Another plays as an advertisement for an allergy medication with side effects including psychosis and death. It starts like an average ad, only to bleed into a strange waltz through a woman’s life as she struggles to fight off the effects of the meds. Police are seen in front of her house, she dances through an unfinished basement in her wedding dress, she even draws over her child’s portraits with caricatures… the drug has done something to her, and she can’t reconcile that reality with this one.

Film ARGs are some of the most entertaining communities to be a part of, as popular theories come and go. Maybe these take over the space left behind by weekly TV shows – the puzzles keep coming, and the community is united by a common goal of understanding an Alternate Reality.

 

Bad ARGs

 

All of this sounds great, and entertaining: what happens when the ARGs kind of suck? When the creator doesn’t understand puzzles, or the conclusion doesn’t make any sense? Or even worse: what if it’s way too easy to solve?

Reddit’s ARG subreddit laments the split between the bad ARGs and the good ones: the bad ones are often promoted more than the good ones are, because the original creator either doesn’t know how to suck people in organically or spread word on social media well enough. An ARG on Tumblr managed great success by imitating spam ads, so sometimes it really is just a matter of repetition and posting about the project obsessively. Another ARG asked people to join a Facebook group to find  woman’s missing sister – that was also done by hand. Popular ARGs put a lot of work in to get a following!

Bad ARGs often don’t know where they’re going, story-wise. Or if they do know, it might not be compelling or interesting. Have you ever gotten to the end of a video game, and it goes off the rails in a bad way? Or have you ever watched a TV show end so badly it erased all of it’s cultural impact afterwards (looking at you, Game of Thrones)? The story of the ARG is just as important as puzzle features.

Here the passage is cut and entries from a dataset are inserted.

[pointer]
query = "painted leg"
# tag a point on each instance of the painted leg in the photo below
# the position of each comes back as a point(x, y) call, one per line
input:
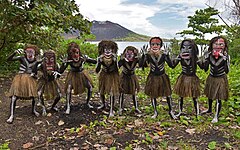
point(154, 104)
point(196, 106)
point(111, 113)
point(89, 95)
point(41, 102)
point(135, 104)
point(180, 106)
point(121, 98)
point(102, 98)
point(57, 99)
point(218, 109)
point(169, 101)
point(12, 109)
point(34, 108)
point(68, 99)
point(54, 108)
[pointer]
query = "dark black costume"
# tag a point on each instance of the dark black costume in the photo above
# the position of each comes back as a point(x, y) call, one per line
point(216, 86)
point(128, 80)
point(48, 84)
point(188, 83)
point(24, 84)
point(158, 83)
point(109, 75)
point(77, 79)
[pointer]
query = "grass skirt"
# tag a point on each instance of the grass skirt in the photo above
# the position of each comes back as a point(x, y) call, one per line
point(109, 83)
point(23, 86)
point(216, 87)
point(49, 88)
point(187, 86)
point(79, 81)
point(129, 84)
point(158, 86)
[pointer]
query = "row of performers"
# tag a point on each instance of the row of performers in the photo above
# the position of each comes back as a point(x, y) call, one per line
point(26, 86)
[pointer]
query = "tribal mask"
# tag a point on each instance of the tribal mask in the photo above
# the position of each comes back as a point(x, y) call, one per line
point(107, 48)
point(30, 54)
point(186, 49)
point(49, 61)
point(218, 47)
point(130, 53)
point(75, 54)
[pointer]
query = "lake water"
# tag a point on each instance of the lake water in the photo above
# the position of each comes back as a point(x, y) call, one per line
point(123, 45)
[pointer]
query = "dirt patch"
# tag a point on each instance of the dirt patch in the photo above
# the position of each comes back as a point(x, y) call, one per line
point(88, 128)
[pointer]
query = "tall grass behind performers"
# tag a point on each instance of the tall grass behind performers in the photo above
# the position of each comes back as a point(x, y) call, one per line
point(107, 68)
point(24, 84)
point(158, 83)
point(216, 86)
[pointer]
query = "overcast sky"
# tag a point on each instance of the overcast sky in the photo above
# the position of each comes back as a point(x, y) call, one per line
point(162, 18)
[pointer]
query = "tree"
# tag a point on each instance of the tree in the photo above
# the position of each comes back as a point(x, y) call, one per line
point(39, 22)
point(202, 23)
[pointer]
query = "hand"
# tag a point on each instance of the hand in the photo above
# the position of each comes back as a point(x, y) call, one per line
point(122, 57)
point(56, 74)
point(83, 58)
point(114, 57)
point(144, 49)
point(65, 59)
point(178, 57)
point(166, 50)
point(100, 59)
point(224, 56)
point(19, 51)
point(39, 59)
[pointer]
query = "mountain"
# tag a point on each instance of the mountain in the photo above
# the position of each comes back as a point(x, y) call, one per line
point(107, 30)
point(113, 31)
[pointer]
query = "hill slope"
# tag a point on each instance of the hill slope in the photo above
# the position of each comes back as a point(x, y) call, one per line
point(107, 30)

Plenty of people found Game of Thrones too bleak to continue watching right from the start, and so they just stopped watching it – an ARG too difficult or too bleak to try and solve is subject to the same rules. Daisy Brown is widely considered a good ARG, but it is difficult to watch at times: the story involves a young girl who’s forced to raise her genetically modified younger sibling after their father dips out of the picture, and as a result it contains some domestic fights that seem a little too real. I can’t imagine trying to watch Daisy Brown’s Youtube series if it were poorly written, or if the ‘twist’ was that she was dreaming the whole time or something.

 

Impatience kills ARGs before they even have a chance, too. If nobody turns up to solve puzzles, there’s no reward for the ARG maker, who is likely making their ARG as a passion project. Nobody to witness? No incentive to make art. This leads to a lot of folks dropping their ARG projects and leaving them critically incomplete, which disappoints anyone who stumbles upon what’s left of it later.

Impatience on the other side is also an issue! Impatience from the end consumer can lead to solutions getting cranked out, yes – but they can also lead to datamining, which makes the solutions a little too easy. Suddenly, a puzzle that was supposed to last a community a week has been solved in less than a day, and the hype train has to keep going, which rushes the creator – it’s unfortunate, but many ARGs go full-video as a result. Videos require frame-by-frame dissection, and dataminers can’t find things light-years ahead of the rest of the community if it’s in video format, even though ARG websites made for the purpose are wonderful puzzle delivery systems.

ARGs are a great new way to tell stories – finding good ones are like finding gold!